Let us consider $A,B$ two $n \times n$ matrices with rational elements. Prove that if $(A+B)^2=AB$, then $\det(AB-BA)=0$.
My try: By the conclusion, I tried to prove that $\mathrm{rank}(AB-BA) \lt n$ and I thought about Sylvester's or Frobenius' inequalities. I can't go any further.
Let $a = \frac{3+\sqrt{5}}{2}$ and $b = \frac{3-\sqrt{5}}{2}$, $ab = 1$.
Then, $\det(A-aB) = c+d\sqrt{5} $ and $\det(A-bB) = c-d\sqrt{5}$.
So $\det(A-aB)\det(A-bB)$ is a rational number.
Thus, by calculating $(A-aB)(A-bB)$ and then applying the determinant, we obtain that $\det(AB-BA) = 0$.

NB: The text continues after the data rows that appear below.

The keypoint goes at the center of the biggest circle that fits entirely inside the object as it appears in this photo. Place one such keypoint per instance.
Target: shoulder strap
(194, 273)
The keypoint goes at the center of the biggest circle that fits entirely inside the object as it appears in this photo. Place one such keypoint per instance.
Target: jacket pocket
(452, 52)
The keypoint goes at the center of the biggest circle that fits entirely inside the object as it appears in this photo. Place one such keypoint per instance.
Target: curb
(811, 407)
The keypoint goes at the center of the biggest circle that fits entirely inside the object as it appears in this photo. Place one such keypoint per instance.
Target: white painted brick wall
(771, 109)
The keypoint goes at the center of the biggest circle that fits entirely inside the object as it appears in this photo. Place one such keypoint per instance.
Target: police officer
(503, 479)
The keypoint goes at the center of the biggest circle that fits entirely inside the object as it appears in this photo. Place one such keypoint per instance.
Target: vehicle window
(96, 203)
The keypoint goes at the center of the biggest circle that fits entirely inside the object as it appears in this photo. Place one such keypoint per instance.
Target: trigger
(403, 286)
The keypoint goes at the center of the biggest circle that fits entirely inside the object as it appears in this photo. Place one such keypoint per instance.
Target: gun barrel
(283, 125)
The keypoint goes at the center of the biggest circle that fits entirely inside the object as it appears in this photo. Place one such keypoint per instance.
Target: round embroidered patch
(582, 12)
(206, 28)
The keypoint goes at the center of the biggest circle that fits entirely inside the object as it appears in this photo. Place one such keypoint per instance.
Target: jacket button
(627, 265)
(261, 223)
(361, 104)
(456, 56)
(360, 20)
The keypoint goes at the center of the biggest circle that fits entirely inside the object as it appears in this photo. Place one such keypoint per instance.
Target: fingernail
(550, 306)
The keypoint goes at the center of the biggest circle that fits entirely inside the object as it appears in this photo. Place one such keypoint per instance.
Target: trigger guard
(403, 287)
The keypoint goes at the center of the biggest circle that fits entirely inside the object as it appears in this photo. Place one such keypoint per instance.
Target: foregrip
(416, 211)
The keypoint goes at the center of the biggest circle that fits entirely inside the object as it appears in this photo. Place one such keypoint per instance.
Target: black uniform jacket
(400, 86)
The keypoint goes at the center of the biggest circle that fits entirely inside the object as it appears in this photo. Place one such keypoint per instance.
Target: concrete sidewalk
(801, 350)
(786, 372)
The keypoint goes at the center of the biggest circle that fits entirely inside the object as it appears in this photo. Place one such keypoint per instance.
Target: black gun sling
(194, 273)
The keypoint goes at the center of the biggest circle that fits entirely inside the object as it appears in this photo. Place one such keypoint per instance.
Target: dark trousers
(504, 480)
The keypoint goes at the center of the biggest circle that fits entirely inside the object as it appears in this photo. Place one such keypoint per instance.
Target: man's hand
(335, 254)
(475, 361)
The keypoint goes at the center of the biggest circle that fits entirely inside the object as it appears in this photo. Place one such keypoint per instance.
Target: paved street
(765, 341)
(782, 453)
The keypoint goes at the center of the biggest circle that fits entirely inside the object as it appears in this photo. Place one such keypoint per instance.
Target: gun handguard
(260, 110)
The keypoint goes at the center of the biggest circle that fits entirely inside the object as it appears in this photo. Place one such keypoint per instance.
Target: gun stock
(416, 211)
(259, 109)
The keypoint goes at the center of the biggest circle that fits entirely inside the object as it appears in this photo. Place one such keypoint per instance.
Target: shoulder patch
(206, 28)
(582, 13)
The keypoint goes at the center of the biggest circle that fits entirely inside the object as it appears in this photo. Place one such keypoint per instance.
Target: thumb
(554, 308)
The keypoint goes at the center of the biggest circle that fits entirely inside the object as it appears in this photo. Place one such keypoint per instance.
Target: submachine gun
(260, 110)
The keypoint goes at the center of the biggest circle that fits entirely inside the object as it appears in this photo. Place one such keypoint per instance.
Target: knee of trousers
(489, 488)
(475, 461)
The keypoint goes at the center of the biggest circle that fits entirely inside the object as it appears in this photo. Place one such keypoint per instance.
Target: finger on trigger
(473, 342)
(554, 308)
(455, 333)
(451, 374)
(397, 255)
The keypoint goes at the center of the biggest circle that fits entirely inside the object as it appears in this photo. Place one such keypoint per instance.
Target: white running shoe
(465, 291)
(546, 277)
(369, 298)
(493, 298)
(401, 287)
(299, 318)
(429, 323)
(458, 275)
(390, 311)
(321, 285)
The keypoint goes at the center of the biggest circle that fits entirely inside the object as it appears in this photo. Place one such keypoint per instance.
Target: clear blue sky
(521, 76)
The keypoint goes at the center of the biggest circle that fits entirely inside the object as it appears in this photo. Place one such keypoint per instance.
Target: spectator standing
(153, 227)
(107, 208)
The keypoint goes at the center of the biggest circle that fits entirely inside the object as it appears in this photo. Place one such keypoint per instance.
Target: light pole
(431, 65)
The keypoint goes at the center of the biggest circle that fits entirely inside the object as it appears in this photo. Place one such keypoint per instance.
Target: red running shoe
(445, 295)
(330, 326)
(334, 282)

This problem is similar to the following problem:
Let $A$, $B$ be two $n\times n$ matrices with real elements. Prove that if $A^2+B^2=AB$, then $\det(AB−BA)=0$.
Here you take $\epsilon$ a non-real number, $\epsilon^3=1$, the root for the equation $x^2+x+1=0$.
Then you calculate $(A+\epsilon B)(A+\epsilon^2 B)$, apply the determinant, and then the conclusion is proved.